Mais les enseignants du Pastef ne comptent pas en rester là. Ils ont déposé une plainte sur le bureau du procureur de la République contre le sieur Camara.
Face à cette déferlante de joutes verbales, de menaces et d’invectives, les membres de la société civile ont décidé de jouer la carte de l’apaisement.
Moundiaye Cissé, patron de l’ONG 3 D : “Nous avons entamé un processus de médiation’’
Alioune Tine, Président-Fondateur du think-tank Afrikajom Center, indique qu’Il faut plutôt s'asseoir autour d’une table et dialoguer, pour sauver ce qui peut encore l’être. ‘’Excellence Président Macky Sall, il faut prendre la parole en tant que garant de la paix, de la sécurité et de la stabilité du Sénégal, pour appeler tous les acteurs politiques au dialogue pour sortir de l’impasse politique sans violence. Yaw, créez un climat propice au dialogue”, a-t-il tweeté ce mercredi.
Et l’ancien patron de la Raddho d’ajouter : ‘’Quand l’application du droit peut aboutir à des tensions, à des conflits et à l’effondrement des institutions, il faut dialoguer pour changer les choses. Les logiques et enjeux dépassent les élections législatives.”

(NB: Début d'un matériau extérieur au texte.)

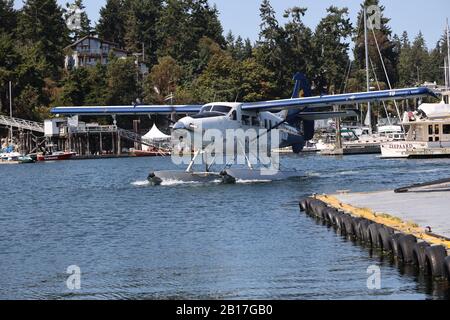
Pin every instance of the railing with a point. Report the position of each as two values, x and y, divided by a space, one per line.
22 124
129 135
96 129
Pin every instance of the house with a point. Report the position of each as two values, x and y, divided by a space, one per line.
90 51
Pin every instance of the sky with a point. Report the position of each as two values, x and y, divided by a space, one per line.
242 16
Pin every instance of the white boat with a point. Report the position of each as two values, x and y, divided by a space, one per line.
428 134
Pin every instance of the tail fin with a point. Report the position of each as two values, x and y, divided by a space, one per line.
302 89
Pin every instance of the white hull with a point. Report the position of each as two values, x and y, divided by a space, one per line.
407 149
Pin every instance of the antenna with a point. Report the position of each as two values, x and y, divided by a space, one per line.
366 42
448 54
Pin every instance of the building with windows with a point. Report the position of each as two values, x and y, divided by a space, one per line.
90 51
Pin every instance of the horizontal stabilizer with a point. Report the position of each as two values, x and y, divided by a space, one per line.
327 115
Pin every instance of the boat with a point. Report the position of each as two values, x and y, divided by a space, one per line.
428 134
428 128
149 153
55 156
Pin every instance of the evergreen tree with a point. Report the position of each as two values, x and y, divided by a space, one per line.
436 60
141 31
77 20
75 87
420 59
269 50
405 71
112 21
41 23
387 47
331 50
8 16
122 86
204 22
298 48
162 80
248 49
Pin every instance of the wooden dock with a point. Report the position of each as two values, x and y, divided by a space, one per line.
412 224
426 210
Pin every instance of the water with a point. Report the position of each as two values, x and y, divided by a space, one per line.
246 241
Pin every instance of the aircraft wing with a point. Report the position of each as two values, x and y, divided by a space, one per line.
127 110
339 99
326 115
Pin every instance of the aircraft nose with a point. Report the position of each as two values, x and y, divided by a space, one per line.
179 126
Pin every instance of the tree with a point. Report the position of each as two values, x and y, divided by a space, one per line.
269 50
255 85
406 73
331 50
141 28
112 21
9 59
122 87
75 87
183 24
162 80
298 48
8 16
219 81
41 23
77 20
387 46
420 59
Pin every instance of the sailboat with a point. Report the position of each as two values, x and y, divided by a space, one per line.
361 139
428 134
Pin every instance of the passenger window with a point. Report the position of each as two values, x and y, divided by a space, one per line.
436 129
446 129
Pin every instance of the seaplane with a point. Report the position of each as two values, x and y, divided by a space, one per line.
293 119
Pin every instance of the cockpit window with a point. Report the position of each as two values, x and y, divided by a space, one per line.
206 109
219 109
207 115
222 109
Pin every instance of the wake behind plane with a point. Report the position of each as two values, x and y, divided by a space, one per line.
293 118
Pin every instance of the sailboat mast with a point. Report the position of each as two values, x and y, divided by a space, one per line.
366 42
10 109
448 56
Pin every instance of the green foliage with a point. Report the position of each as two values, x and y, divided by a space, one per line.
141 29
189 56
122 88
8 16
41 24
84 28
387 46
331 50
112 21
162 80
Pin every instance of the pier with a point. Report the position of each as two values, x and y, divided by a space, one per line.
411 224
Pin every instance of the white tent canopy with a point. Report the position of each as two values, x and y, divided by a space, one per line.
436 110
156 135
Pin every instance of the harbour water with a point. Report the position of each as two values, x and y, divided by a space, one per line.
192 241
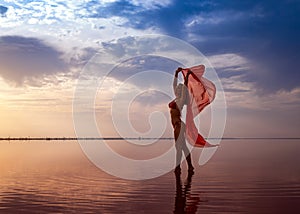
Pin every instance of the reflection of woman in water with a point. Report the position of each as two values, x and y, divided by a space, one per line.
176 106
185 202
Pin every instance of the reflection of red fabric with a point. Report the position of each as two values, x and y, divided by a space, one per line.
202 93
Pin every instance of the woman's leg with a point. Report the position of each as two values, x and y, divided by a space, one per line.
186 151
179 140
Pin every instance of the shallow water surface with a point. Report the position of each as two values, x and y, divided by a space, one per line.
244 176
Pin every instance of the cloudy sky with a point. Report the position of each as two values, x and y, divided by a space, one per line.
46 45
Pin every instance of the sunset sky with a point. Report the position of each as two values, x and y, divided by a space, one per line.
44 46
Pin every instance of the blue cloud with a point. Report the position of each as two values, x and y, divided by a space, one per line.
3 10
265 32
24 58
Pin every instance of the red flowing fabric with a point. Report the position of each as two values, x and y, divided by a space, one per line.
202 93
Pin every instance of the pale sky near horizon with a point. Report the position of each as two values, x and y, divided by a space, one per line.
44 45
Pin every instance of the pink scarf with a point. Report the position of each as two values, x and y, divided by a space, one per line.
202 93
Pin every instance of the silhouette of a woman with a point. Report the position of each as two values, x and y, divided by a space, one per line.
182 96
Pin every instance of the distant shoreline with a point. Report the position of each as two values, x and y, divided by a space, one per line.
135 138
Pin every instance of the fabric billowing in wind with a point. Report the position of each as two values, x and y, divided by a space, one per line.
202 93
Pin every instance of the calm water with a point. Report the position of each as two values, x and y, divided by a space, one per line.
249 176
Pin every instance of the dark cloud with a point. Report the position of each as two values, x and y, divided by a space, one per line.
3 10
25 58
265 32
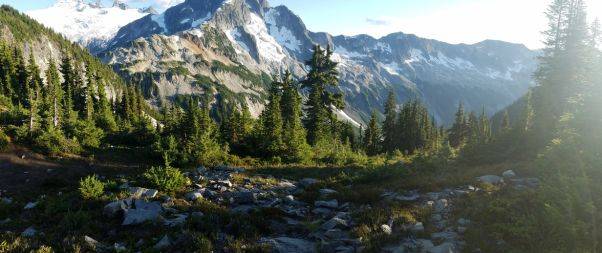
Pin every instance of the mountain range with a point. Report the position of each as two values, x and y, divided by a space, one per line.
231 48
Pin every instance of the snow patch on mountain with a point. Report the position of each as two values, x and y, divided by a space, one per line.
267 46
282 34
85 23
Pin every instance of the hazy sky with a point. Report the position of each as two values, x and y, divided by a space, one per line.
454 21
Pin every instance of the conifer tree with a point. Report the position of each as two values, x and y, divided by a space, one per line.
389 125
53 94
271 122
505 127
68 85
322 77
293 134
457 133
372 136
33 98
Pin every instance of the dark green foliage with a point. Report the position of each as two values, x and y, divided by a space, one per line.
91 187
372 137
321 79
165 178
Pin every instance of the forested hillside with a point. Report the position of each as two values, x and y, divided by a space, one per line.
88 165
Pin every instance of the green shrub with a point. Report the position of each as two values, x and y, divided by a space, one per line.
91 187
167 178
202 244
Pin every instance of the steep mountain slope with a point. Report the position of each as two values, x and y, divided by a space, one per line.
233 43
90 25
20 31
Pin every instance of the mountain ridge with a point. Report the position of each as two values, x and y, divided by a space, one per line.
272 39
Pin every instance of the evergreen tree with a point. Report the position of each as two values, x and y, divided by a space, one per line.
53 95
271 122
68 85
293 135
389 125
457 133
33 86
505 127
322 77
372 136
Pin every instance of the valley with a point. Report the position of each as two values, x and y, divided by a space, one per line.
229 126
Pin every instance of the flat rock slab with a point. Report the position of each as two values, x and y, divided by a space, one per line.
288 244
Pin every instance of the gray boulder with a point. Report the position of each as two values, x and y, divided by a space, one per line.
143 212
29 232
509 174
491 179
164 243
335 223
288 244
332 204
307 182
139 192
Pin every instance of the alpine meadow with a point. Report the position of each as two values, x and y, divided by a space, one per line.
232 126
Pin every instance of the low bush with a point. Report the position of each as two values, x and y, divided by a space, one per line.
166 178
91 187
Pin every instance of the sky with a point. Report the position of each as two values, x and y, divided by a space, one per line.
453 21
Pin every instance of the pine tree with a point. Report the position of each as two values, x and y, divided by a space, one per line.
458 131
33 89
21 77
322 76
293 135
271 122
53 95
372 136
526 121
68 85
505 127
389 125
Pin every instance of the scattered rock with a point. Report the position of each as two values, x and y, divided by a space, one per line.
164 243
441 205
30 205
179 220
91 242
307 182
7 201
335 223
5 221
288 244
245 197
29 232
443 248
144 211
139 192
332 204
114 208
192 196
386 229
417 228
119 247
327 192
491 179
509 174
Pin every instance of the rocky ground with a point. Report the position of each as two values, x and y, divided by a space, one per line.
305 216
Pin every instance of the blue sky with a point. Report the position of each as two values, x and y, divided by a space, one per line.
453 21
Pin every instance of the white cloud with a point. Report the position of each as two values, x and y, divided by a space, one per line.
160 5
517 21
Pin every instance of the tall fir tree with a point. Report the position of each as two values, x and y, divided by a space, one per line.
372 136
389 125
320 120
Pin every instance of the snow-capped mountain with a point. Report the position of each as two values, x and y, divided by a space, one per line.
237 43
89 24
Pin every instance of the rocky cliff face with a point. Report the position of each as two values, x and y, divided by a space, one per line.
232 47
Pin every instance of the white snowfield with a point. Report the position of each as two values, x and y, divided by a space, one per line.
84 23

Embouchant la même trompette, Moundiaye Cissé, patron de l’ONG 3 D, s’empresser d’appeler au calme et à la sérénité, dans un contexte de forte crise politique. ‘’Nous explorons tous les voies et moyens pouvant conduire au maintien de l’État de droit, afin d’avoir des élections inclusives. Sur ce, nous avons entamé un processus de médiation pour que le ministre puisse autoriser la marche et, en contrepartie, Yaw s’engage à ce que le rassemblement soit pacifique’’, affirme-t-il.